Monday, February 25, 2019

In which the students come back with new samples, borough wise. Jenny explains the traps due to sampling bias and the basic types of sampling strategies.

It is Samantha who is always at the forefront of the class. She was leading seven other students in team Manhattan. Each of these eight students gathered data for 30 trees in Manhattan. So, they create eight different confidence intervals — representing the intervals from Manhattan. Samantha shows her example — the locations of the data that she gathered and the confidence interval of the true mean.

The 95% confidence interval of the true mean diameter \mu is \bar{x} - t_{0.025,(n-1)}\frac{s}{\sqrt{n}} \le \mu \le \bar{x} + t_{0.025,(n-1)} \frac{s}{\sqrt{n}}

“This sample may or may not contain the true mean diameter, but I know that there is a 95% probability of selecting this sample which when used to develop the confidence intervals, will contain the truth,” she said.

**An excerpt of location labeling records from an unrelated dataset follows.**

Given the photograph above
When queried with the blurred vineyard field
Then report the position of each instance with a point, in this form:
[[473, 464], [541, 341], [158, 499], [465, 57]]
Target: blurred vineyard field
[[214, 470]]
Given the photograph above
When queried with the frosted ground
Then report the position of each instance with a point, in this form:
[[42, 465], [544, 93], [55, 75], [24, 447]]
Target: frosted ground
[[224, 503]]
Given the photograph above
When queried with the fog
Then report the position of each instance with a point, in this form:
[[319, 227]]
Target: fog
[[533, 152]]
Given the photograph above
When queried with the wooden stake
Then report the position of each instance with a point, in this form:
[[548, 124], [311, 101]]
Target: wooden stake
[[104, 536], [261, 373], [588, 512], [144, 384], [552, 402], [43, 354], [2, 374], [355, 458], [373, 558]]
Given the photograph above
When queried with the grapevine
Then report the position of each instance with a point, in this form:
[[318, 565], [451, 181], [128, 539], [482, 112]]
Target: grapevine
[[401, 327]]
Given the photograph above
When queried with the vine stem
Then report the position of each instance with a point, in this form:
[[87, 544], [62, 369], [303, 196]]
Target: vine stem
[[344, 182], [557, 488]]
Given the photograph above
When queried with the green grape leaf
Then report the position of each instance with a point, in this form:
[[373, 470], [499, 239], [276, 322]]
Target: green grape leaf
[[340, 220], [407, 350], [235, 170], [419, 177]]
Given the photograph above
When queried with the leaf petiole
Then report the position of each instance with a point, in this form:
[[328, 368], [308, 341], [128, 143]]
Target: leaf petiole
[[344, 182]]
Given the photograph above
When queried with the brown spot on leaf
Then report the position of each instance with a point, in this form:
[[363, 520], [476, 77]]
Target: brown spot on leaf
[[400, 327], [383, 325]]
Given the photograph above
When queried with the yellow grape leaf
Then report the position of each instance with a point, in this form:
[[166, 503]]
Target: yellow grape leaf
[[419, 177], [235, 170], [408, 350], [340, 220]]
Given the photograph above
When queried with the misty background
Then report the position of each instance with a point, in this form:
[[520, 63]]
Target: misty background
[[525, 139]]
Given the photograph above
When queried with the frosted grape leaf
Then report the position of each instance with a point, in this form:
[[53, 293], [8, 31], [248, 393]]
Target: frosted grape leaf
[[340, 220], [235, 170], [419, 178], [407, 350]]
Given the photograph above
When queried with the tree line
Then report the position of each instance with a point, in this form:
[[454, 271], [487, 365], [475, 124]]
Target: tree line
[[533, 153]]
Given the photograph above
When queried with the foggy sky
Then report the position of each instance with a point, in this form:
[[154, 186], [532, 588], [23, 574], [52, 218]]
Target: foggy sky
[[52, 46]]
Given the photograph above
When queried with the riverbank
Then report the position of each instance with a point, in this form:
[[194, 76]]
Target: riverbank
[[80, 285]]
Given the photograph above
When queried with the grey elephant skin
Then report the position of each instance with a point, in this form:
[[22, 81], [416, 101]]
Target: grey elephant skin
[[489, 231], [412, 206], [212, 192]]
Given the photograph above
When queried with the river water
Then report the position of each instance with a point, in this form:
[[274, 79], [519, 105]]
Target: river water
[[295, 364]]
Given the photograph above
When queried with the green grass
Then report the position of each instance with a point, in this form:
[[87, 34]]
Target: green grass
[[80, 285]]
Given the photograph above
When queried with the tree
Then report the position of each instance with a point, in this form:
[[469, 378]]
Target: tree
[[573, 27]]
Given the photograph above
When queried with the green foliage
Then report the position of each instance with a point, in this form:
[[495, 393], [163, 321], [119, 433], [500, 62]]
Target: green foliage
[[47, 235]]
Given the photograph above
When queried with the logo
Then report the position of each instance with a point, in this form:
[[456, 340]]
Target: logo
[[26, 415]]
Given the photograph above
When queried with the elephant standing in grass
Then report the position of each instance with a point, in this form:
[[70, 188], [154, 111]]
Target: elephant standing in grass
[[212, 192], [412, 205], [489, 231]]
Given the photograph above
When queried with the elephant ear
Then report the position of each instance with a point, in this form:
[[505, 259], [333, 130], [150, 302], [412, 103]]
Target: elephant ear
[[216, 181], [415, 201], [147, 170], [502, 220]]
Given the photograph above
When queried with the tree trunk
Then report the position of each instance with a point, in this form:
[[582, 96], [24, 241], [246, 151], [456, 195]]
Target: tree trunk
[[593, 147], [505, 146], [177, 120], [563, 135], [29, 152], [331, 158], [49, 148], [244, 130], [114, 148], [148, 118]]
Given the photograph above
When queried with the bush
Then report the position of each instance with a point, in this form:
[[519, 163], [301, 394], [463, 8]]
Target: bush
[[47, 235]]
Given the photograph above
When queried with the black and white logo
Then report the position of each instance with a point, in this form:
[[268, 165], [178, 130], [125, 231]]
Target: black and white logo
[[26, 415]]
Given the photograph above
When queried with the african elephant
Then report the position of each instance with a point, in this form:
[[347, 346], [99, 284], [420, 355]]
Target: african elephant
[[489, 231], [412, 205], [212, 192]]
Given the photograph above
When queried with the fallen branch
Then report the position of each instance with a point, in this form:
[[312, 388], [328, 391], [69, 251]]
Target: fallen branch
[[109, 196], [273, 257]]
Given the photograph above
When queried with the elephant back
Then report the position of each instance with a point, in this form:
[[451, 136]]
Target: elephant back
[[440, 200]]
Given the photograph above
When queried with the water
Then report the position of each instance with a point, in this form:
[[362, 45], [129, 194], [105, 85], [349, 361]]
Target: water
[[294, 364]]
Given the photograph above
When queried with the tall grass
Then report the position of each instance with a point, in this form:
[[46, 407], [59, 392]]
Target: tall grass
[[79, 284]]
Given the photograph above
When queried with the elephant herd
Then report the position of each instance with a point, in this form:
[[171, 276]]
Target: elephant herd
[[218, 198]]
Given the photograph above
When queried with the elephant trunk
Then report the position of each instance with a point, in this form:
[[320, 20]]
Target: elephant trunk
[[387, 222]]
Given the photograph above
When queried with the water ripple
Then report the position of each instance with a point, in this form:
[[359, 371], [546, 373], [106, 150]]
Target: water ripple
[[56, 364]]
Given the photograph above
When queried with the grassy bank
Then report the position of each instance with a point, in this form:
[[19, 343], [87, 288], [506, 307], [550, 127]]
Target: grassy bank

John was heading team Bronx. He followed Samantha to show the places he visited and the confidence interval from his sample. His team also had eight students, and each of them gathered data for 30 trees from the Bronx.

John strongly feels that he may be the unfortunate one whose confidence interval will not contain the truth. He may be one among the two. Let’s see.

The leaders of the other three teams, Justin, Harry, and Susan also prepare their confidence intervals. They all go up to the board and display their intervals.

“From last week, we know that the approximation for the true mean \mu is 21.3575,” said Samantha as she projects the vertical line to show it. As you all know, Jenny showed last week that the sample mean was converging to 21.3575 as the samples increased. The principle of consistency.

As they discuss among themselves, Jenny entered the room and gazed at the display. She knew something that the students did not know. But she concealed her amusement and passed along the file to collect the data from all 40 students.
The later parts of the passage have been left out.